Problem with clang optimizer?

I’m not sure if this is the correct list, so please direct me to the right one if this bug report shouldn’t go here.

The problem is: invoking clang (v12) with -O2 or better optimization flags generates wrong object code for the following C++. Compiling it with -O1 generates working binary.

Hi Uri,

I tried to reproduce it on goldbolt with clang 12.0.0 and 12.0.1 but things seem fine when I run it there: https://godbolt.org/z/vrq8j6Kj7.
Can you share your exact clang invocation?
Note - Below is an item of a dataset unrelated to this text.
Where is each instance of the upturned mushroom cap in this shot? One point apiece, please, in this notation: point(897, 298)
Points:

Does it only reproduce in some specific environment?

Also, it generally helps to reduce code bug reports as much as possible; creduce can help with that: https://embed.cs.utah.edu/creduce/using/.

-Jakub

Reproducer: Compiler Explorer
(cstddef and -march must be added as well)

Michael

opt-bisect points to SLP vectorizer. And it looks like it doesn’t fail on trunk.

Also, it seems to impact only MacOS? One colleague wasn’t able to reproduce with Clang-12 on Linux.

This is where this problem was discovered and is tracked, with all the details:

https://github.com/randombit/botan/issues/2802

If you nail this one, it would be great.

Thanks!

I tried to reproduce it on goldbolt with clang 12.0.0 and 12.0.1 but things seem fine when I run it there: https://godbolt.org/z/vrq8j6Kj7.
Can you share your exact clang invocation? Does it only reproduce in some specific environment?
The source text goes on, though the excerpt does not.